# JL Audio Fix86 output voltage?



## southwestheat (Jun 4, 2017)

Short version - in the Tun software, what does changing the output voltage from 1v to 2v do on the Fix86?

Longer version - the owners manual says nothing about this aspect of the software. All the owner's manual says is that the unit outputs 4v rms analog via RCA. So if it's outputting 4v, then what is the output voltage setting in the software for? It ranges from 500mv to 2v.

The main reason I'm asking is that I have the Fix feeding a Twk88, which feeds a xd1000/5 and the sub channel sounds weak unless the sub gain is turned up to like 70 percent. The 4 main channels are fine with normal gain settings. I've tried both a 12w6 and a 10w3 in a HO box. The latter is louder but still weaker than it was with the $200 pioneer mono amp that previously powered both subs (same rated specs as the xd). So I was digging around the Tun software to see if I can get the sub channel more input voltage to take the physical gain down a bit, and that's when I noticed the adjustable 500mv-2v output setting, but I don't think it's the same as the RCA voltage that people normally think of.

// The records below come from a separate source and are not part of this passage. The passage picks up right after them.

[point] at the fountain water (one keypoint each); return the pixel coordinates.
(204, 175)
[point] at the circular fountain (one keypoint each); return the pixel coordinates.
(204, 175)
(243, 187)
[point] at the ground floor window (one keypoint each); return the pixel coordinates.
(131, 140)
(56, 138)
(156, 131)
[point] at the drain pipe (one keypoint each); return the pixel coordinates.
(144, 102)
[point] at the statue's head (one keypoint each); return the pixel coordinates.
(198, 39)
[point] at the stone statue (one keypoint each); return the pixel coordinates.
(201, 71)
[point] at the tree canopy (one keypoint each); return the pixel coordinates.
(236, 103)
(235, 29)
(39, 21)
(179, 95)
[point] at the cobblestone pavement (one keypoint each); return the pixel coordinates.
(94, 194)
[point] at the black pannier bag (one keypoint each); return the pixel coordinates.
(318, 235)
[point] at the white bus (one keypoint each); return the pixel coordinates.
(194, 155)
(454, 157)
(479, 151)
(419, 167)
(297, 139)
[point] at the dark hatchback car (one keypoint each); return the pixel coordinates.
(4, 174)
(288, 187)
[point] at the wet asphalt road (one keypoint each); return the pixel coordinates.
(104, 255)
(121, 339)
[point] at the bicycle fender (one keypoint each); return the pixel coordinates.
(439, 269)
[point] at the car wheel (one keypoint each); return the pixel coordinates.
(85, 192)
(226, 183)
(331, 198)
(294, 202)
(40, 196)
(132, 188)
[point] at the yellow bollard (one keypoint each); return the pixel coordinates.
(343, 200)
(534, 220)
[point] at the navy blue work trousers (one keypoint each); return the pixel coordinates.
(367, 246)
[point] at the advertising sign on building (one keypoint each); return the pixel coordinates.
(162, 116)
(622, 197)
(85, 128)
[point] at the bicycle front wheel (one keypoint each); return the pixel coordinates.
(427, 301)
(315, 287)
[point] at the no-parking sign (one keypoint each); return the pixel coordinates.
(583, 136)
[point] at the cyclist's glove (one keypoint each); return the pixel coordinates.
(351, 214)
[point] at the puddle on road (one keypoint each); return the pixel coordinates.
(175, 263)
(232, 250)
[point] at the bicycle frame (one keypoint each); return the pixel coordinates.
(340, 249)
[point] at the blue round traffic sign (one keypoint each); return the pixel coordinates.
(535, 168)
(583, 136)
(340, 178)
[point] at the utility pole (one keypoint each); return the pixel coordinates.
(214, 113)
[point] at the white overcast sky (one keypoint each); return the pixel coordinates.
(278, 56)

But I'm curious as to what it is.


----------



## elijahscott (Jun 23, 2017)

Can you post the input & output pages on the software? 
Are there any jumpers inside?
Is the rca output for the sub one single or dual?


----------



## ominous (Apr 21, 2017)

elijahscott said:


> Is the rca output for the sub one single or dual?


I've got a Fix-86 feeding an RD900/5. The Fix is set to 2mV but the gains on the RD are at minimum for channels 1-4 and only up about a quarter turn for the sub. 

I'd make sure you are using both RCAs for the sub channels. When I am using the TUN software and mute one of the sub outputs it makes a very noticeable difference in the sound. I also remember in the RD's manual where it recommends using both inputs as well.


----------



## elijahscott (Jun 23, 2017)

ominous said:


> I've got a Fix-86 feeding an RD900/5. The Fix is set to 2mV but the gains on the RD are at minimum for channels 1-4 and only up about a quarter turn for the sub.
> 
> I'd make sure you are using both RCAs for the sub channels. When I am using the TUN software and mute one of the sub outputs it makes a very noticeable difference in the sound. I also remember in the RD's manual where it recommends using both inputs as well.


ahh didn't realize the fix has two rca outs for sub also. My Dsp only has one rca for sub.


----------



## 1sty (Jun 24, 2009)

To get the full output of the TWK88 you need to set the outputs to +12 dB.
At that level you are not actually boosting anything. This setting is actually an attenuator not a boost at all.


----------



## ominous (Apr 21, 2017)

1sty said:


> To get the full output of the TWK88 you need to set the outputs to +12 dB.
> At that level you are not actually boosting anything. This setting is actually an attenuator not a boost at all.


Thanks for the info. I will be getting a Twk88 soon so that's good info to have.


----------